There’s a new mid-spec, UK special edition version of the Mazda that illustrates this phenomenon rather nicely. The Mazda 6 Kuro uses the middle-sitting of three available petrol engines, and it’s based on middle-of-three ‘Sport’ equipment level. It was never in danger of becoming an over-priced showroom decoration clearly, and bundles in special paintwork and some unique exterior and interior styling tweaks for a price that still looks pretty cheap.
It’ll be a rare spot, too; there will only be fifty Mazda 6 Kuro saloons sold in the UK and another fifty tourers.
What's it like?
If you don’t like grey cars on black glossy wheels with black body trim, you need read no further here. That’s the only colour scheme the Kuro comes in.
On the inside you do get burgundy leather to add variety to the monotone theme, at least. The car’s cabin is showing a little bit of age, not least because it still uses Mazda’s last-gen infotainment system with its block-looking graphics, it slightly clumsy rotary input device, and no option for even the occasional fingertip screen input. But the cabin is roomy and comfortable in any case, with simple and readable, mostly analogue instruments, and material cabin quality that’s a bit mixed in places but is certainly no disgrace.

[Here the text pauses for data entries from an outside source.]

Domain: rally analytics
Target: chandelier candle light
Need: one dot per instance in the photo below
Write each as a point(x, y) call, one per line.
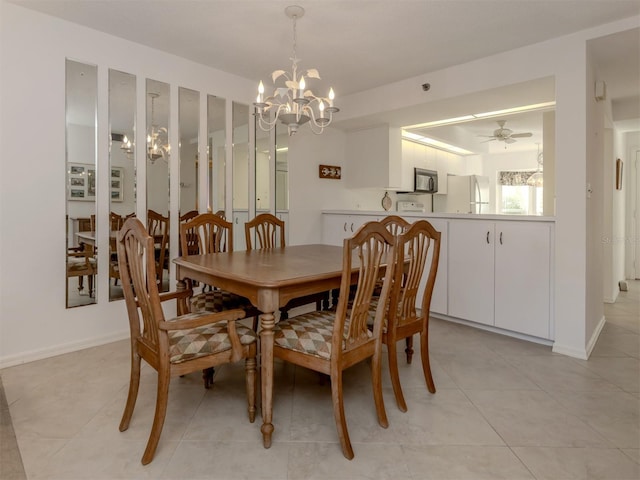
point(157, 141)
point(292, 104)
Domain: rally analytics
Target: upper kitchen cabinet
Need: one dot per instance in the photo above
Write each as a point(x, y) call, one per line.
point(374, 159)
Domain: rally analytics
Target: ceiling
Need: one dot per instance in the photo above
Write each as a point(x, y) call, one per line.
point(361, 44)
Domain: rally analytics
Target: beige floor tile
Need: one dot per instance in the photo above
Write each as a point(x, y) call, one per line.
point(456, 462)
point(578, 463)
point(227, 460)
point(322, 461)
point(533, 418)
point(445, 418)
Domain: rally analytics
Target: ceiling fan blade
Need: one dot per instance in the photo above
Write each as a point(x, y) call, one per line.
point(521, 135)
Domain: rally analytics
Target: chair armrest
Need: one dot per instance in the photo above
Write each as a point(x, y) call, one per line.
point(175, 295)
point(187, 323)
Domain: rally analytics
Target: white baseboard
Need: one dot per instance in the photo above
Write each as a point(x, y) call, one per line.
point(32, 356)
point(596, 334)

Mazda’s 162bhp 2.0-litre Skyactiv-G petrol engine can feel just a little bit gutless in some of the firm’s bigger cars, but in the 6 it narrowly escapes that, creating just enough torque to keep the car drivable in the higher intermediate gears. You do still have to shift down and let the crankshaft spin beyond 4000rpm to create any real urgency on the road but, unlike Mazda’s coarser 2.5, the 2.0-litre petrol engine revs very willingly and with just a little hint of sporting zest. The 6’s sweetly weighted and solidly mechanical-feeling manual gearbox also makes maintaining an interest in the driving experience easy.
As do the car’s handling and steering. Despite its standard-fit 19in wheels, the 6 Kuro rides quietly and pliantly - but it also maintains strong and well-balanced grip levels, has just the right amount of heft and response about its steering, and keeps easy close control of its body movements at all times.